C'est une histoire à deux voix : celle de Diane, une adolescente de notre monde [TW viol pour les premières pages sur son histoire], et celle de Lazare, un jeune roi maudit devant partir en exil après un mystérieux incident. Tous les deux sont liés par un amour tendre, maladroit mais aussi terriblement destructeur au fur et à mesure du temps qui s’écoule. Ce sont ces fragments de joie et de chaos que l’on va suivre, et ce rythme cassé ne m’a pas tant déboussolée que cela. Seulement, la narration va vous réserver des surprises, jusqu’à la révélation ultime que je n’ai pas tout de suite vu venir, mais qui est cohérente et « logique » avec le récit.

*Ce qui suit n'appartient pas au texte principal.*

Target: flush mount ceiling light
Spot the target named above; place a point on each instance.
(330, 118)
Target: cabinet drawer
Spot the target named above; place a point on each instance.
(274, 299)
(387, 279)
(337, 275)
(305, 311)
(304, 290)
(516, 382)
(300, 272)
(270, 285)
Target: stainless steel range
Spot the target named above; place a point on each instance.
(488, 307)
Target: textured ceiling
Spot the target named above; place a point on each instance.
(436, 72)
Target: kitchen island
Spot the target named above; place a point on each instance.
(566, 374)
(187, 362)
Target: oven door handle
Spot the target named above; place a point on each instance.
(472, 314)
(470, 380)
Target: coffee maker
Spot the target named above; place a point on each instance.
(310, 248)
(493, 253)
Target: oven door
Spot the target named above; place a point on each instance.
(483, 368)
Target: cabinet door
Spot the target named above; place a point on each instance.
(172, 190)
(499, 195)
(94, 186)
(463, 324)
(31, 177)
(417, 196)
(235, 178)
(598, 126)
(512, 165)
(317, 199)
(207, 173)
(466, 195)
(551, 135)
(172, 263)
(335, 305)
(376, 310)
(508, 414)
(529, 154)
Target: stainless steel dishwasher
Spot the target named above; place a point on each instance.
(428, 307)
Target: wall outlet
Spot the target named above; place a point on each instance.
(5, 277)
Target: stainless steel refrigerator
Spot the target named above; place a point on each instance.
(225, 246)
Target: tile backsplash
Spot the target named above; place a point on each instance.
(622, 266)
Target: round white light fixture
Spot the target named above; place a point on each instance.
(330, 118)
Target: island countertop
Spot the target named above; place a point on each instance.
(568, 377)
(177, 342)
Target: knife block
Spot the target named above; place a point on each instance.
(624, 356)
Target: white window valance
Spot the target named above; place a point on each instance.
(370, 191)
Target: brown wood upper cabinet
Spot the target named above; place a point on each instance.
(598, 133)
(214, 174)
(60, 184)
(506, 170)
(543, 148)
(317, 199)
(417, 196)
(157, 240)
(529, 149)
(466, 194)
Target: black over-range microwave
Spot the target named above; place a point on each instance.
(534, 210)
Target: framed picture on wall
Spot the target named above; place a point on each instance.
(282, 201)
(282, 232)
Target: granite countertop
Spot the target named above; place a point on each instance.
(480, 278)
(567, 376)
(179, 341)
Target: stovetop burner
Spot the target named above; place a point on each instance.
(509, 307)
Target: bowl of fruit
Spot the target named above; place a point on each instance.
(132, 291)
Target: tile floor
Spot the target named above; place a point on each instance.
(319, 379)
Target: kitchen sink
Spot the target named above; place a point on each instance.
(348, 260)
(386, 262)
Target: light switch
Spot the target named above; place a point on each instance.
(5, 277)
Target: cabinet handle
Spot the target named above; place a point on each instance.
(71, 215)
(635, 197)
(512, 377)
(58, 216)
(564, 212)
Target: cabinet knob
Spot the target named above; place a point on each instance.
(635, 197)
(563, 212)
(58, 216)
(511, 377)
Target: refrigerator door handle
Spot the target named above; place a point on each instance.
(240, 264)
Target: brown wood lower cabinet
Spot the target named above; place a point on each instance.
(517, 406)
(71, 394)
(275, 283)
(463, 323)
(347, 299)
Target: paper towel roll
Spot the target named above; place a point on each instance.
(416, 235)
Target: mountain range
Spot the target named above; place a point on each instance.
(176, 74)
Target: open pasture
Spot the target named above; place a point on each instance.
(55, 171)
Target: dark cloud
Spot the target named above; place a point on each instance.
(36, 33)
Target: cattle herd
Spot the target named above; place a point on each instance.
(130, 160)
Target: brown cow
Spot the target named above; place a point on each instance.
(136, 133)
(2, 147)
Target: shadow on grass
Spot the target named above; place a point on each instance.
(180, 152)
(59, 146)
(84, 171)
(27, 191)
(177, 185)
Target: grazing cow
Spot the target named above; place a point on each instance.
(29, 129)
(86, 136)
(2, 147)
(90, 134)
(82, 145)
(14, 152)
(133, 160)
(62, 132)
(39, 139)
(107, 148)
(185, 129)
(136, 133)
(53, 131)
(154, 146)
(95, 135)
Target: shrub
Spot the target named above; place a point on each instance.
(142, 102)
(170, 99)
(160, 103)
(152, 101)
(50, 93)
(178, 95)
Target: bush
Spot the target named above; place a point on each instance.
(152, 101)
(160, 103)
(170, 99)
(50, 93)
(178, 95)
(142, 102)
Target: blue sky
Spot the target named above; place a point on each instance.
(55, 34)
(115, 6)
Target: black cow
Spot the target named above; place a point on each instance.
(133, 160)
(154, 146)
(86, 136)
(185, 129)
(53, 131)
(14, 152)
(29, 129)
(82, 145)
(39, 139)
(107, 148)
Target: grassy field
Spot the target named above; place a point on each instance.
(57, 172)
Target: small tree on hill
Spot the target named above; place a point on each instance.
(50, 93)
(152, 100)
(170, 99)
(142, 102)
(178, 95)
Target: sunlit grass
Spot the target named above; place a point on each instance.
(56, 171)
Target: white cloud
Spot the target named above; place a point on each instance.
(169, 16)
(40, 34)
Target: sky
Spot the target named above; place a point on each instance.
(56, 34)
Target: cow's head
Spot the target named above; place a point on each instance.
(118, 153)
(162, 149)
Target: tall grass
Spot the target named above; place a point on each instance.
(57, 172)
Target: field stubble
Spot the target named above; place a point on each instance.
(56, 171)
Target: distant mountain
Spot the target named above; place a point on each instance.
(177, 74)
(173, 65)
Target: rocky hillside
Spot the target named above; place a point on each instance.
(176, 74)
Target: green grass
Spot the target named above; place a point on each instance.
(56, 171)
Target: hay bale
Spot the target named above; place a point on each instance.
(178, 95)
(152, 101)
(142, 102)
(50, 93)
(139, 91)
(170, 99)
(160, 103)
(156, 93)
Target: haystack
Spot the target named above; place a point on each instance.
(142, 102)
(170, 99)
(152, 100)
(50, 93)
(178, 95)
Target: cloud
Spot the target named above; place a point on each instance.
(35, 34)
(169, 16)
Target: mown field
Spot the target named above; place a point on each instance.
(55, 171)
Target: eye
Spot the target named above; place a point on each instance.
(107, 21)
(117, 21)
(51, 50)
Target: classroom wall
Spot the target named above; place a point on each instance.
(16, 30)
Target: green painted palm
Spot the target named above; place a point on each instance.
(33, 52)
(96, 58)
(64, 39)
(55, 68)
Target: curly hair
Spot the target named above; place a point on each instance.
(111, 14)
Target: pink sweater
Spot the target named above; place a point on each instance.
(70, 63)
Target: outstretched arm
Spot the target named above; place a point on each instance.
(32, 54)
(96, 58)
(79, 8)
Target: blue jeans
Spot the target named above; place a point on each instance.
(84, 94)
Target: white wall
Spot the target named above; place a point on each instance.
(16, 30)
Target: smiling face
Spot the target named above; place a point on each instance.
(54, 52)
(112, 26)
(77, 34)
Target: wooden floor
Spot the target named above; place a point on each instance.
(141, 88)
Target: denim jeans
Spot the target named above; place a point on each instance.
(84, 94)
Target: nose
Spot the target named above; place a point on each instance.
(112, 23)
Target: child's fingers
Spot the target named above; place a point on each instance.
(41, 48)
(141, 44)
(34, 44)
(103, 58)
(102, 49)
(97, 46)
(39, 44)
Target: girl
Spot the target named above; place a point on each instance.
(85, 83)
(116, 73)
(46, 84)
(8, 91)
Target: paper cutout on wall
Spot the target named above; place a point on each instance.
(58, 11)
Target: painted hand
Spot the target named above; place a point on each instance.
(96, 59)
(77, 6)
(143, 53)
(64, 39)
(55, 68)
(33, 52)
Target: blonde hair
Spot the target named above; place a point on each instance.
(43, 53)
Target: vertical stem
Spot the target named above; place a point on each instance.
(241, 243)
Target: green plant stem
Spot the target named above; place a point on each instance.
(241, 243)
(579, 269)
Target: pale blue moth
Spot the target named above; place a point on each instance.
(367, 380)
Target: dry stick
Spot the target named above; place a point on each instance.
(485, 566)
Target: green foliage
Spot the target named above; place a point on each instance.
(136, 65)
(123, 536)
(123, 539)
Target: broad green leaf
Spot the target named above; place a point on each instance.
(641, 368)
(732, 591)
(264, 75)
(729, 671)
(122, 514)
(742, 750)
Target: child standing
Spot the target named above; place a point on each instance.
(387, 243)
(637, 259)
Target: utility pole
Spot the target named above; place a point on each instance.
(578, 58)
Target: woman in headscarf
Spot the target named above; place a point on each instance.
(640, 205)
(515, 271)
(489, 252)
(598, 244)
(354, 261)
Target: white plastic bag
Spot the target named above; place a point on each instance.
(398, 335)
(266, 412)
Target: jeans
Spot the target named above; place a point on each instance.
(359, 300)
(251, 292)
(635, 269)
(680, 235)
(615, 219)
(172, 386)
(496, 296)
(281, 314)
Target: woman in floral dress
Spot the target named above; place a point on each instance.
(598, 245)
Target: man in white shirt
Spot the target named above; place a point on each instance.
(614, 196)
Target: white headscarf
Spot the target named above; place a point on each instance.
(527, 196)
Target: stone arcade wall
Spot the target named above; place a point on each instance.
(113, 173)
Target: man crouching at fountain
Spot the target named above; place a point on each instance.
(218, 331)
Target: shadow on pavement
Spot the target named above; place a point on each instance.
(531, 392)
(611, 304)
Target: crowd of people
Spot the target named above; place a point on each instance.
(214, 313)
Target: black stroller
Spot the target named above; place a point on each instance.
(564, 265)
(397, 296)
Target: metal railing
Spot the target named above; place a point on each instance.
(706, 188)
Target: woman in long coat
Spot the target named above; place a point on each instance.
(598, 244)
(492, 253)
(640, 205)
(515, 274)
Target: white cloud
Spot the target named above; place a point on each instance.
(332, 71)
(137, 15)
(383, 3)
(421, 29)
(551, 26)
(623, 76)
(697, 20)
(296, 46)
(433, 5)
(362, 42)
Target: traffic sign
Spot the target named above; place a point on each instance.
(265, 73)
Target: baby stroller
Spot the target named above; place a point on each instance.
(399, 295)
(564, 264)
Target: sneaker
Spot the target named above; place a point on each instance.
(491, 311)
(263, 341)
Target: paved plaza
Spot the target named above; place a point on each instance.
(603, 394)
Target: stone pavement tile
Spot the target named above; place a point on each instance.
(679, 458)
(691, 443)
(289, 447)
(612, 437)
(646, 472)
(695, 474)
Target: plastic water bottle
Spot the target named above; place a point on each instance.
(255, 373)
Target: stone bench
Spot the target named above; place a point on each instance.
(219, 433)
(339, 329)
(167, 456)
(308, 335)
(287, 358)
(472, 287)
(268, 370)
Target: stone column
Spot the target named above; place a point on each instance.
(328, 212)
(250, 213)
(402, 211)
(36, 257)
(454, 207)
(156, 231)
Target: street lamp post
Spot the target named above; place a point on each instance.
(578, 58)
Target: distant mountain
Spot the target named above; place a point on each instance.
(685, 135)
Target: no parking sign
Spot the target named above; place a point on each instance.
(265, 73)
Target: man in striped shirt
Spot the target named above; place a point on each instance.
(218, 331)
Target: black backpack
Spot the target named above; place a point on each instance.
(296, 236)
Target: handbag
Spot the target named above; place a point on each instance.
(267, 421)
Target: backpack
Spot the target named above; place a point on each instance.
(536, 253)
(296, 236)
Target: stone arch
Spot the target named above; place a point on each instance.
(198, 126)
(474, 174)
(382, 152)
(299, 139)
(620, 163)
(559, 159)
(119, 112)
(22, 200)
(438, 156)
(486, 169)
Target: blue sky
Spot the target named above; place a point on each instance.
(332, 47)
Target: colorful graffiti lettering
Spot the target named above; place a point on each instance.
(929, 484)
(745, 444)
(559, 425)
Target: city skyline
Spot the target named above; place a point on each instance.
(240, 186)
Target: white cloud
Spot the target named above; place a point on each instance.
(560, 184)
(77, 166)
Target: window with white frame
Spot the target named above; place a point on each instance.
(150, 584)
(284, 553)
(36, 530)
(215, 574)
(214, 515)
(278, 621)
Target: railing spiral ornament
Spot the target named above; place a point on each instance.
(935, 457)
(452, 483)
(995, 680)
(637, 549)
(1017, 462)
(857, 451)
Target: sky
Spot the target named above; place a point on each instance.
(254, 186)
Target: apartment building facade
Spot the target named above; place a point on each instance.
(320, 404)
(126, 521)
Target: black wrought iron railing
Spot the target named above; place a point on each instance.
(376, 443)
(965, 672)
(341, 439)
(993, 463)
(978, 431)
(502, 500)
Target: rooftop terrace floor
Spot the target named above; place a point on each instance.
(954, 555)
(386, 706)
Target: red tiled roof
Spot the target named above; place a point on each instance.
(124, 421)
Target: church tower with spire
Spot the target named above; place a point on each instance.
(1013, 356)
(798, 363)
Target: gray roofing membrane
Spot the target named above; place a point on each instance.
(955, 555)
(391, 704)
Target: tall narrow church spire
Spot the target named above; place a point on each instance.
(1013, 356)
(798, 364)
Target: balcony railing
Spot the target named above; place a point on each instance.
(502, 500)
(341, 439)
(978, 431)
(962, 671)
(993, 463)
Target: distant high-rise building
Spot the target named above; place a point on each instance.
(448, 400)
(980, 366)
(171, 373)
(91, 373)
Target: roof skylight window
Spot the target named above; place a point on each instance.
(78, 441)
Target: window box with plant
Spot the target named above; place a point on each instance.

J'ai été touchée par leur quête d'identité (la reconstruction de soi et la recherche de sa propre sexualité, avec une représentation LGBTQ+), ainsi que par la complexité de leur sentiment. Si Diane et Lazare sont intéressants à découvrir, je suis plutôt perplexe par Enzo, qui est un pilier commun aux deux histoires, à chemin entre onirisme et réalité, mais dont je n'ai pas apprécié le caractère, trop étrange et distant.

A vrai dire, ce qui est spécial avec ce titre, c'est qu'il y a des moments où j'ai sincèrement aimé le trio, et d’autres où j’ai purement détesté les personnages et leur choix, alors que leurs souffrances, leurs erreurs sont celles de tas d'adolescents de nos jours. Je n'étais peut être pas le public visé principalement, d’où ma difficulté à comprendre quelques gestes, quelques paroles... Du coup, la romance est passée à côté de moi la plupart du temps, alors qu’elle reste un point crucial du livre...

Le gros point positif reste les illustrations, absolument magnifiques et poétiques ! J’ai la nouvelle édition, celle de 2018, avec un complément de croquis à la fin, et je suis fascinée par le travail de recherche qui a pris pas mal d’années à son auteur. Les portraits du trio disséminés dans l’histoire sont superbes, et j'aime la représentation du trio, surtout Diane ❤


En conclusion, j’ai passé un bon moment, c’est certain, surtout avec un objet livre d’une belle qualité. J’ai été touchée par quelques passages, mais d’autres éléments m’ont agacé, au point d'être parfois insensible aux trio, leur choix et ses conséquences. Pourtant, il y a des éléments intéressants, sous fond de poésie et de fantastique, qui peuvent concerner pas mal de personnes et qui sauront mieux se trouver dans cette tragique histoire d’amour et d’amitié. 
Cette introduction à son prochain roman, Anthemisa Fall, donne le ton et introduit correctement l’univers de l’auteur, mais je ne pense pas que je m’y plongerai à sa sortie.